No dia 21/5, estaremos no SESC Osasco, para participar do Sarau Oeste, onde, a partir das 17:00 horas, dividiremos a Tenda 2 com um dos mais prestigiados nomes da literatura nacional, Marcelino Freire. Nem é preciso dizer o quão honrados estamos nos sentindo! Convidamos todos que quiserem desfrutar desse maravilhoso encontro! O Sesc Osasco fica na Avenida Sport Club Corinthians Paulista, 1.300 - Jardim das Flores - OSASCO.       

Abraços!

quarta-feira, 27 de abril de 2016

Depoimentos sobre espetáculo no Encena

Boa Tarde, gente! 

A maior recompensa para um artista é ser reconhecido pelo público. Recebemos três depoimentos e algumas fotos de pessoas que assistiram ao espetáculo "O Brilho de uma Alma", apresentado no teatro ENCENA, no último sábado!
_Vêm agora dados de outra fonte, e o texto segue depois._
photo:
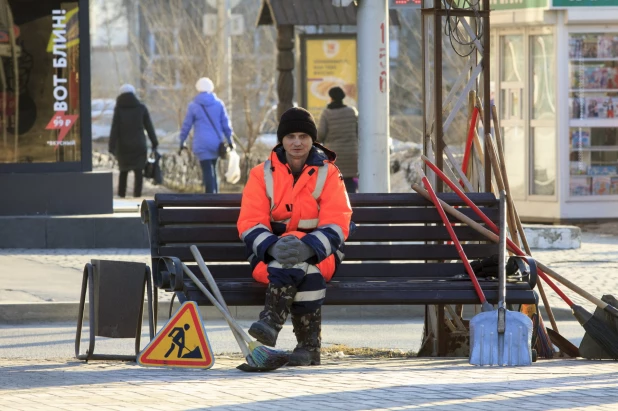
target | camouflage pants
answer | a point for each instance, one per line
(305, 279)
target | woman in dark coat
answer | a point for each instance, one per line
(127, 141)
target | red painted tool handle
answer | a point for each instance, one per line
(468, 151)
(492, 226)
(451, 232)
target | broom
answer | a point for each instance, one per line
(259, 357)
(597, 330)
(602, 334)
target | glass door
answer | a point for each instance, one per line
(511, 105)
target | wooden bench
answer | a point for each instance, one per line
(398, 255)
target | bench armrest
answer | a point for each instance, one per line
(168, 274)
(529, 272)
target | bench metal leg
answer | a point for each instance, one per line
(88, 277)
(442, 336)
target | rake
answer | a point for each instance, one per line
(496, 337)
(601, 333)
(258, 357)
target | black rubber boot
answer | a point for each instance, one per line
(308, 331)
(276, 311)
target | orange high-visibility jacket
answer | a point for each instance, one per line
(317, 204)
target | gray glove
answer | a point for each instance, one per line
(289, 250)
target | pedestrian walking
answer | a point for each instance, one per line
(338, 131)
(127, 141)
(294, 219)
(207, 116)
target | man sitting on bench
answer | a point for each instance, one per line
(294, 218)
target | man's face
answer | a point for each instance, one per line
(297, 145)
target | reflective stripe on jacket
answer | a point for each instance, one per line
(317, 204)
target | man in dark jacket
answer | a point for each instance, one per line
(127, 141)
(338, 131)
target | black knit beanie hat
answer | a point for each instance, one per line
(336, 93)
(297, 120)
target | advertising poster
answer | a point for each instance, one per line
(328, 62)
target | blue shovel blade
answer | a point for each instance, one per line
(511, 348)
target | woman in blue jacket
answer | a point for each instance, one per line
(207, 115)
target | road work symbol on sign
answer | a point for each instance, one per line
(182, 342)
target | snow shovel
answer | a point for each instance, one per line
(501, 337)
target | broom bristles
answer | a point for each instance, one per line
(268, 358)
(604, 336)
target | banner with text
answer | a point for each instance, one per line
(328, 62)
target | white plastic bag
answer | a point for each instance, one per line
(232, 175)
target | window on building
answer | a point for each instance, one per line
(39, 108)
(543, 115)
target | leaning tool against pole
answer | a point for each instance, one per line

"E fomos surpreendidos por um espetáculo maravilhoso, composto de reflexões, surpresas, emoções e aprendizado! Por diversas vezes você Edgar Izarelli de Oliveira nos agradeceu pela presença, mas agora é minha vez de agradecer por ter a honra de assistir um espetáculo tão cheio de vida! Parabéns!!!" Maria Iraci.


"Gostaríamos que tivesse mais Edgar Izarelli de Oliveira nesse mundo...que pudesse sair das suas casas e mostrar o seus talentos e serem felizes, pois ficamos encantadas com o talento de vcs, e sua superação de vida, inteligência, sensibilidade...tenha certeza entramos de uma forma e saimos de outra forma, reflexão. Amamos a peça, obrigada a vcs por fazer parte desse" Telma Pinho.

"Eu achei a apresentação importante, porque ajuda a conscientizar a todos que as pessoas que possuem alguma deficiência "visível " pode sim ter uma vida normal, claro que com algumas limitações. Também me ajudou a refletir, sobre as pessoas que possuem algum problema ou dificuldade que o olhar de dó é o reflexo daquilo que não entendo ou não conheço. O trabalho realizado pela Ed.Lua.artes tem uma importância muito maior para aqueles que, com suas dificuldades não procuram levar uma vida normal e com isso deixam o conformismo impedi-los de trabalharem, estudar enfim brilhar! Gostaria que milhares de pessoas pudessem ter acesso de assistir está peça, que com certeza mudaria sua maneira de pensar. PARABÉNS!" Maria Solange.

Agradecemos eternamente todo esse carinho de nosso público! É realmente gratificante para nós saber que a mensagem que nos propomos a passar está sendo recebida, analisada e causando a reflexão que esperávamos. E, mais gratificante ainda, perceber que o público aprova a nossa ideia de interação aberta. Gostaríamos muito que mais de nossos espectadores tivessem essa iniciativa de nos enviar críticas e sensações. Estaremos sempre abertos a isso!


Aproveitamos para reforçar desde já o convite para nossa próxima apresentação 14/5, às 20:00, no CITA. Endereço: Rua Aroldo de Azevedo, 20 – Campo Limpo / Zona Sul – São Paulo – SP.